Freitag, 9. März 2007 00:00

MOUNTAIN VIEW/CALIFORNIA - Eric Schmidt, Chief Executive Officer des US-Internetunternehmens Google Inc. (Nasdaq: GOOG<GOOG.NAS>, WKN: A0B7FY<GGQ1.FSE>) sagte heute, dass TV-Unternehmen in Zukunft gar nicht mehr um die Möglichkeit herum kommen würden, ihre Shows und Filme auch im Internet auf Videoseiten wie Youtube anzubieten. „Das Wachstum von Youtube und des ganzen Online-Marktes ist so fundamental, dass solche Unternehmen gezwungen sein werden, mit dem Internet zu arbeiten“, sagte Schmidt in einem Interview mit Bloomberg im Google-Hauptsitz in Kalifornien.

Google hatte das rasant wachsende Youtube im November für 1,65 Mrd.
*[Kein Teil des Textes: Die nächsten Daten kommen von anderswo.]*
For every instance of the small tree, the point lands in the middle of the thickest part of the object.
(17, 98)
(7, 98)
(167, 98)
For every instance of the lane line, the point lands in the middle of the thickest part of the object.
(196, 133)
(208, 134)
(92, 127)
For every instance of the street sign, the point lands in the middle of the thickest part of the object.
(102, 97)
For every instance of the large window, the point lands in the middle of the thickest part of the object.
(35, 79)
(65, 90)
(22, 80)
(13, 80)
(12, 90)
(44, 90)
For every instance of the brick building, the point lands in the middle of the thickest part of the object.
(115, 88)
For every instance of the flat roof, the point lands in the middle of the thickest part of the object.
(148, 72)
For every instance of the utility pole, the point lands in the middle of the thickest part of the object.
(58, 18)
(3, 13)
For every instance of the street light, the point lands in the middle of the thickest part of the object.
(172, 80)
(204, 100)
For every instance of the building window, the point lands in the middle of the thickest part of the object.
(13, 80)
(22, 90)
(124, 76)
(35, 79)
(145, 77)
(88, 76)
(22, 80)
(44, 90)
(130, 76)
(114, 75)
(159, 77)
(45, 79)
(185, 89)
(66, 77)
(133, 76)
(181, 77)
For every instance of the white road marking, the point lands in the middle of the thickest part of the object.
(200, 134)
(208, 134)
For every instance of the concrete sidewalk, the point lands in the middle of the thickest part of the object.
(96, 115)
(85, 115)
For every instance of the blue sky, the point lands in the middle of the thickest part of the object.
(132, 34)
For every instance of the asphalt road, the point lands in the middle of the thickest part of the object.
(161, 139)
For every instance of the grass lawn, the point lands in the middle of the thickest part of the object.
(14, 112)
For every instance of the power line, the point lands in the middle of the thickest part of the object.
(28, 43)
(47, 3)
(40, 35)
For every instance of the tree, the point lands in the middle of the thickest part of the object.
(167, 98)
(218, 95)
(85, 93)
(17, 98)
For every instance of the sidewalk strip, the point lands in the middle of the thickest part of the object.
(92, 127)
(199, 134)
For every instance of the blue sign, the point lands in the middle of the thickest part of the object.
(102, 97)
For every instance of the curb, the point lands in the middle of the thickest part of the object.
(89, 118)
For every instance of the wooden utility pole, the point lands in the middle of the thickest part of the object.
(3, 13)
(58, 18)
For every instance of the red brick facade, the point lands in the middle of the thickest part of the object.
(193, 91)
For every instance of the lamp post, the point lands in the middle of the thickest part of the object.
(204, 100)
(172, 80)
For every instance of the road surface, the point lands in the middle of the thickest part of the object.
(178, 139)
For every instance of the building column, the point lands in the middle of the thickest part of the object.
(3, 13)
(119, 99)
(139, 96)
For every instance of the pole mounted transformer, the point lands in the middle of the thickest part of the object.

US-Dollar übernommen. Im Januar besuchten 144 Millionen Nutzer die YouTube-Seiten - 14 mal mehr als im Jahr zuvor. Doch trotz dem stark steigenden Bekanntheitsgrad hat man im Hause Google noch so seine Probleme mit der Tochtergesellschaft. Zum einen kam Youtube Bear Stearns & Co. zufolge gerade mal auf 15 Mio. US-Dollar Umsatz im Jahr 2006. „Das Problem ist, dass Youtube noch keinen Weg gefunden hat, aus den vielen Nutzern Umsatz und Gewinne zu generieren“, beurteilt Allen Weiner, Analyst von Gartner Inc. die Lage des Unternehmens. Der 51-jährige Schmidt nennt es „das große Projekt“, diesen Umstand im aktuellen Geschäftsjahr zu ändern.